L’éditorial de juin 2022

"Changer de perspective", par Céline Bozon, coprésidente de l’AFC

Contre-Champ AFC n°332

Ce qui est très beau, dans l’exposition "Pionnières" au musée du Luxembourg, c’est l’impression de toute l’histoire de l’art revisitée. Après des siècles de "vierges à l’enfant" à la moue plus ou moins dubitative ou joyeuse, souvent énigmatiques… (que pense la vierge, au juste ? ). Cette "mère" de toutes les mères plus ou moins attentive ou caline qui tient dans ses bras un enfant charnu et charmant.
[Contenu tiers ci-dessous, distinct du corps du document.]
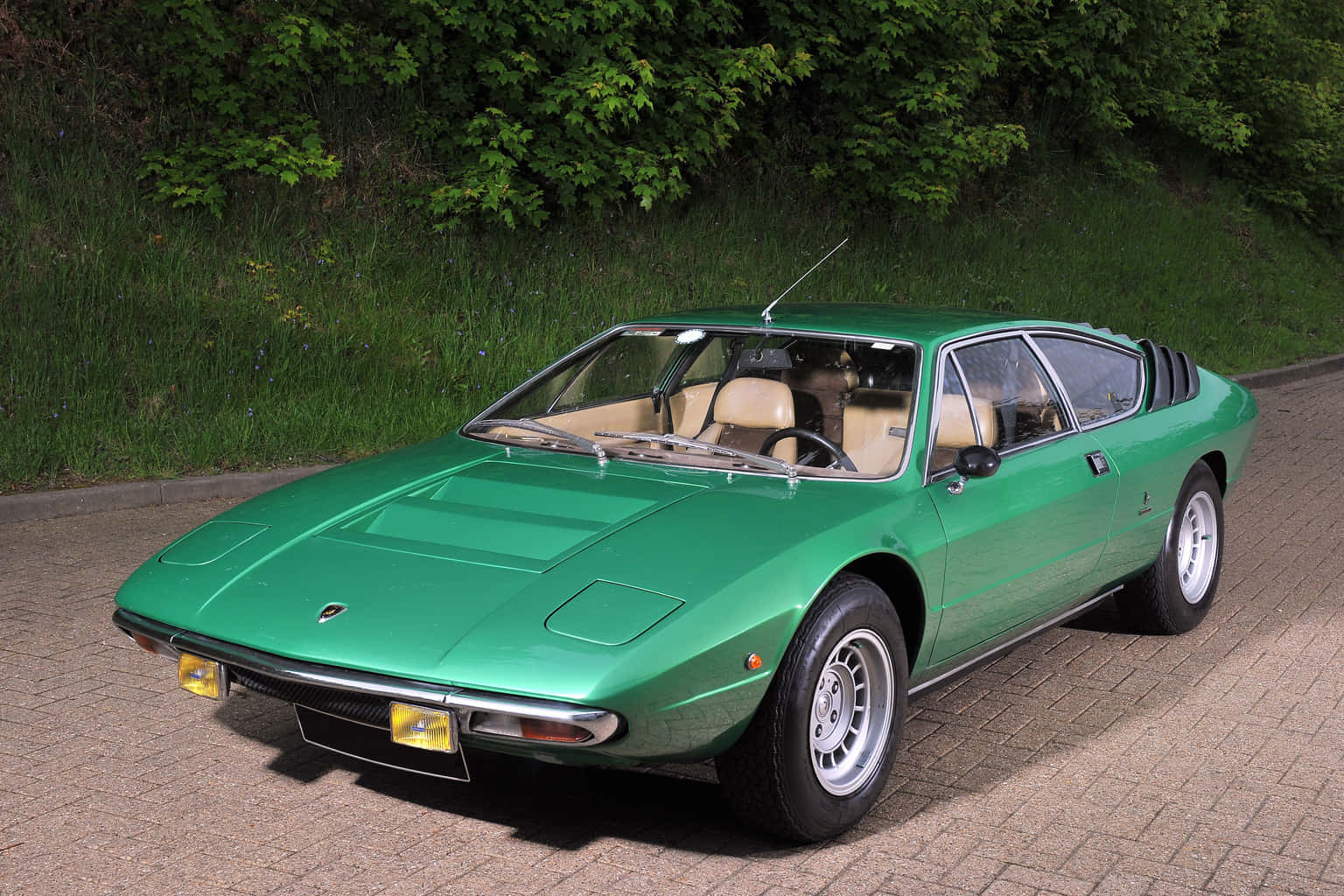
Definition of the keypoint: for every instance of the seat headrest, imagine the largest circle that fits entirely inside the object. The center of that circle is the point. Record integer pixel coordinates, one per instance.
(754, 403)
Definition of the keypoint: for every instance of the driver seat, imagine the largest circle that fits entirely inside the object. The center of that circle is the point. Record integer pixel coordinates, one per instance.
(747, 410)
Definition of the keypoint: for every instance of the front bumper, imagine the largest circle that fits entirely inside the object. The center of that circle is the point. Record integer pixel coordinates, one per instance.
(365, 696)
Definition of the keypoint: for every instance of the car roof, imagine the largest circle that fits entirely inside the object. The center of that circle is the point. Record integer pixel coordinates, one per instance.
(925, 326)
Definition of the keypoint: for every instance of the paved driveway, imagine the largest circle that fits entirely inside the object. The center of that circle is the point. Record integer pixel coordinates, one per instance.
(1088, 762)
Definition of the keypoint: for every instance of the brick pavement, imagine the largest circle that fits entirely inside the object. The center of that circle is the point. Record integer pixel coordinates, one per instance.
(1088, 762)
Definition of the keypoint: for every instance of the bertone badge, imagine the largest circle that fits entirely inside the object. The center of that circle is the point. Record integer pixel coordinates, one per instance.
(331, 612)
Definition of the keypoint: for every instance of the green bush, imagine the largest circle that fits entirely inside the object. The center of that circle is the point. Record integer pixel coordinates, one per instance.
(1283, 66)
(507, 110)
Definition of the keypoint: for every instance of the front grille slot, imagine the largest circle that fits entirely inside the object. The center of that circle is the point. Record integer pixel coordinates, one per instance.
(356, 707)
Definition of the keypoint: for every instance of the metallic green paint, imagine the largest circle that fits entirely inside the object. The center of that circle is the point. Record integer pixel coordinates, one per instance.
(640, 587)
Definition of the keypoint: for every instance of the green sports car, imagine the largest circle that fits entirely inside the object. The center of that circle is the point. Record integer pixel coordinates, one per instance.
(711, 535)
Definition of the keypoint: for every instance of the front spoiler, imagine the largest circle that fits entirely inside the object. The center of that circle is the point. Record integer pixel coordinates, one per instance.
(308, 677)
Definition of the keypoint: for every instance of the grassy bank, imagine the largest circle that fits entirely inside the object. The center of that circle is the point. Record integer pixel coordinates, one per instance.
(136, 341)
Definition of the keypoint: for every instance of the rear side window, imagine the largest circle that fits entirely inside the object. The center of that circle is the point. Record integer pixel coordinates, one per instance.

Après des siècles de nu(e)s sublimes et sublimé(e)s, de corps plus ou moins idéalisés selon les périodes et les standards de beauté mais toujours lascives et en attente ou provocantes.
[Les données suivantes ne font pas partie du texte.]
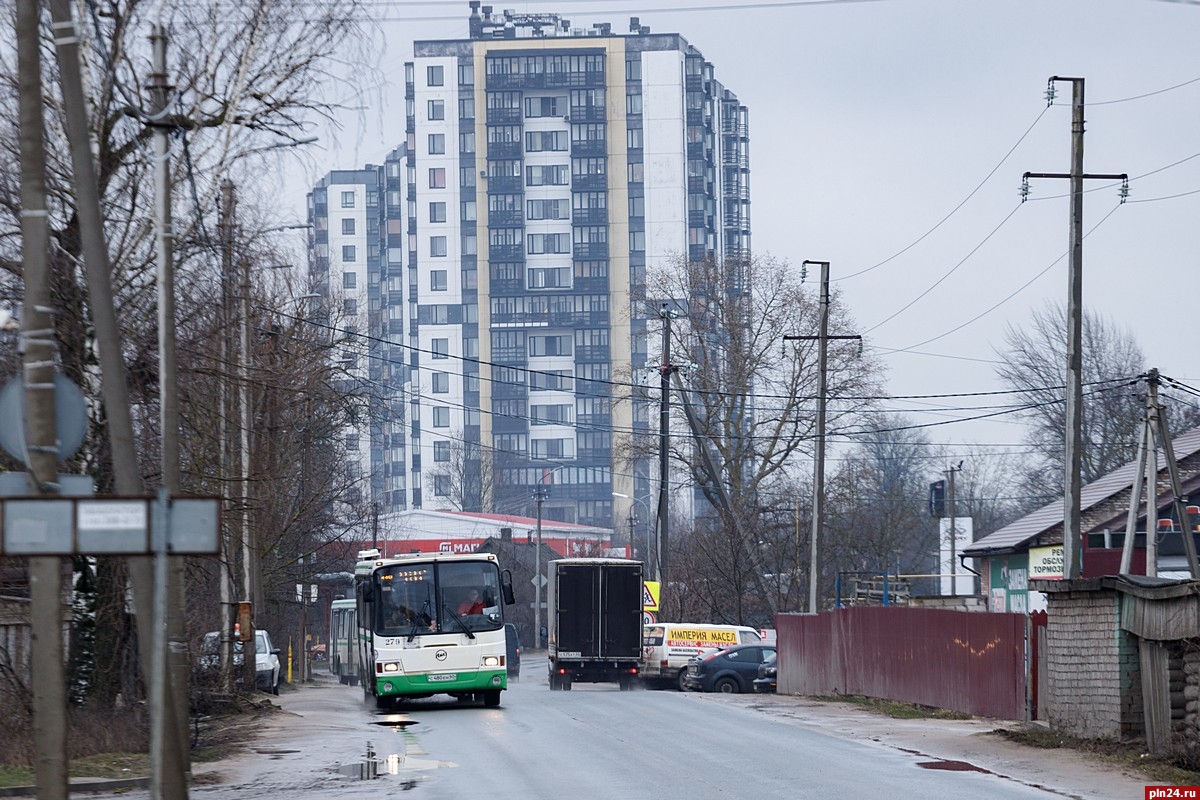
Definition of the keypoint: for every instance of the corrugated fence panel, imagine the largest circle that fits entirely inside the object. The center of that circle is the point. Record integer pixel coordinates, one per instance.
(964, 661)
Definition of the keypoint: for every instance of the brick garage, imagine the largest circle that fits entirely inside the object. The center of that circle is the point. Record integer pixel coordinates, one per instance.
(1123, 659)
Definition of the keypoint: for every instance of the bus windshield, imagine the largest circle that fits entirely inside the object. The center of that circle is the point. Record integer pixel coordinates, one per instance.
(438, 597)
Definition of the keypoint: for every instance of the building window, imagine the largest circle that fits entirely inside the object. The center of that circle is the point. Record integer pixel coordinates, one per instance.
(546, 140)
(539, 244)
(545, 107)
(550, 346)
(547, 175)
(549, 277)
(557, 209)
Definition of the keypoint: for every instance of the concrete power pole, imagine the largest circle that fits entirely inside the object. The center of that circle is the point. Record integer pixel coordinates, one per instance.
(822, 340)
(663, 527)
(48, 677)
(168, 690)
(1072, 530)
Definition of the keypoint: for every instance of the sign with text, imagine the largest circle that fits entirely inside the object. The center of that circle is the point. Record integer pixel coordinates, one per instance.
(58, 525)
(1045, 563)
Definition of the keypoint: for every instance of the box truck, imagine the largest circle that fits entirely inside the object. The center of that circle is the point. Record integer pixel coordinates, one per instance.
(595, 621)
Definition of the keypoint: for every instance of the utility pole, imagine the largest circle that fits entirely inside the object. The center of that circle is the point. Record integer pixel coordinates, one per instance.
(822, 340)
(1072, 519)
(663, 527)
(226, 232)
(168, 677)
(954, 528)
(39, 347)
(539, 495)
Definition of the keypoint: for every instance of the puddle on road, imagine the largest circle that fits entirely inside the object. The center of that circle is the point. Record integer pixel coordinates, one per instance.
(394, 721)
(953, 767)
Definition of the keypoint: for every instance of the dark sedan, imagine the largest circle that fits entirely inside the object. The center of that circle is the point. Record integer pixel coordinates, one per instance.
(730, 671)
(766, 679)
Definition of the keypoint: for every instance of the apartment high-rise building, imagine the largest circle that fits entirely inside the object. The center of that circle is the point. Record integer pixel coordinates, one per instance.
(545, 167)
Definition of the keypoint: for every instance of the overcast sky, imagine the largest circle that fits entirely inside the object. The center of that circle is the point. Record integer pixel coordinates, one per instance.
(889, 138)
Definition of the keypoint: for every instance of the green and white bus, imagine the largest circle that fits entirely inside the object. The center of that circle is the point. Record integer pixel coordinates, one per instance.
(432, 624)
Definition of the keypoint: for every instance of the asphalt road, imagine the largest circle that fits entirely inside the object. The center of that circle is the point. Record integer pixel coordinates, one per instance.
(598, 743)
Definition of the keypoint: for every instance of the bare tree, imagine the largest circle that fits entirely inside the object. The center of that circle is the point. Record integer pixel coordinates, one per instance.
(1033, 368)
(462, 474)
(751, 400)
(247, 78)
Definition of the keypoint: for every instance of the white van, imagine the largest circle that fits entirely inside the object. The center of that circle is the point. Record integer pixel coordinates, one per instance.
(666, 647)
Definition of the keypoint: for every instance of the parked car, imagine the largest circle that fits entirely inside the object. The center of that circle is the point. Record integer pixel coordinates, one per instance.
(730, 671)
(267, 659)
(514, 656)
(766, 679)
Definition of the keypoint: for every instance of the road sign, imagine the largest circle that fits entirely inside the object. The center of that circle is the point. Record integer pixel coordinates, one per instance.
(57, 525)
(651, 590)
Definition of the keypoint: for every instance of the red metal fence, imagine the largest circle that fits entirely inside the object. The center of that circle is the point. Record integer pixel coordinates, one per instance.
(964, 661)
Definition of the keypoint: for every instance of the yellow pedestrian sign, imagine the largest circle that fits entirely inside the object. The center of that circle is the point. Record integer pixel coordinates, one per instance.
(651, 595)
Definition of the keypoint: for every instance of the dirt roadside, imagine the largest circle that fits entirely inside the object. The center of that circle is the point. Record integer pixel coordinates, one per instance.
(970, 744)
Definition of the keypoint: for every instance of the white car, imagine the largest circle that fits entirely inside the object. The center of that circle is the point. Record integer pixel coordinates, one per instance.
(267, 659)
(267, 662)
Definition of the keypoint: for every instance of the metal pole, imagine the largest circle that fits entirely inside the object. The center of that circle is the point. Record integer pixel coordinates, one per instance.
(954, 531)
(537, 570)
(1074, 443)
(819, 465)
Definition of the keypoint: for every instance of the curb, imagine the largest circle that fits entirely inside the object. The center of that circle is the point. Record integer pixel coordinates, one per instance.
(82, 785)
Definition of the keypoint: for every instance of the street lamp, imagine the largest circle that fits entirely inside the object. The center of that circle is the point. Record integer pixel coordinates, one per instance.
(539, 494)
(646, 555)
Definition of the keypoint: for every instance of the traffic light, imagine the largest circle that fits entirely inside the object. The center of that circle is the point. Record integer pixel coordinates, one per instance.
(937, 499)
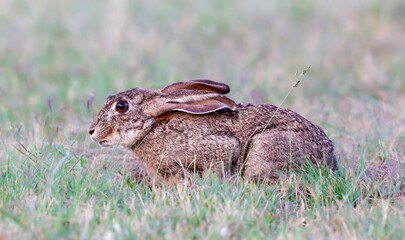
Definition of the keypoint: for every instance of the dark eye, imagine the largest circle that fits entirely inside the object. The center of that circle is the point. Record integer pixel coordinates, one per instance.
(122, 106)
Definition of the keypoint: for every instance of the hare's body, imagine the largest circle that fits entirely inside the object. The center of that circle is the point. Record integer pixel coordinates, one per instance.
(182, 135)
(226, 142)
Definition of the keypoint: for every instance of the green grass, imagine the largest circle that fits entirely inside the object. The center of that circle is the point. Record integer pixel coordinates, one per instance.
(60, 60)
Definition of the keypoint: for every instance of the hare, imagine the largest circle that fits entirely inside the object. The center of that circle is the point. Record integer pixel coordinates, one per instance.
(191, 127)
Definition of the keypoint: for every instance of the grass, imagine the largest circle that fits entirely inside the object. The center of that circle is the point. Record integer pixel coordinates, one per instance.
(60, 60)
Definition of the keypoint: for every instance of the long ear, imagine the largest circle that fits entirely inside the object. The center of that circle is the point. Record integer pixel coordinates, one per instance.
(189, 101)
(202, 85)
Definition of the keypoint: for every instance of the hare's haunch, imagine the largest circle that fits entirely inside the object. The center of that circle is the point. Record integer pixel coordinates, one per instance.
(191, 127)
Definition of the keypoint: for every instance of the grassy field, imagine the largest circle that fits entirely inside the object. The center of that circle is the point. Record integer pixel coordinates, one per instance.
(59, 60)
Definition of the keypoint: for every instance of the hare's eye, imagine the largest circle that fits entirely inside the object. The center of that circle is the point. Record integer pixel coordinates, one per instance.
(122, 106)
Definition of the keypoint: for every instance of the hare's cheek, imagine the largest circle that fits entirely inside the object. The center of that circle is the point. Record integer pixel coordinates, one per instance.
(129, 137)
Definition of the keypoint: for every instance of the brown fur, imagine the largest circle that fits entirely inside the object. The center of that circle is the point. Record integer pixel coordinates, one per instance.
(191, 127)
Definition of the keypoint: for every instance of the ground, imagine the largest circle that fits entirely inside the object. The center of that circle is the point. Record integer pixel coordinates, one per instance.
(61, 59)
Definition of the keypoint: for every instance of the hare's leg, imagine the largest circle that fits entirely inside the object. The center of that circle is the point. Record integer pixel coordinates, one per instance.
(269, 153)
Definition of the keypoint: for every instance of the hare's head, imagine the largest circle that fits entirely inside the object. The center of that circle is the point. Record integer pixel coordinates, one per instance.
(127, 117)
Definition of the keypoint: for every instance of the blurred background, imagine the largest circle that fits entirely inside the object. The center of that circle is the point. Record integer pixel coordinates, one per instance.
(59, 60)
Le Perugin, "Vierge à l'enfant" - National Gallery of Art
Le Perugin, "Vierge à l’enfant"
National Gallery of Art

Apparaissent des corps avachis, en dehors de tout canon de beauté, des corps plus ou moins "désespérés", des corps non désirables, des corps prostrés.

Ce qui est beau dans le parcours de l’exposition, c’est la sensation de désaxer le regard, de voir sous d’autres angles, par d’autres yeux.
Celui des femmes : une femme regarde une autre femme et nous la donne à voir. Ça paraît terriblement simple et pourtant c’est si terriblement nouveau.

Philippe Descola, dans Les Formes du visible, parle de « décentrer notre regard ».
Je pense que c’est une très belle aspiration.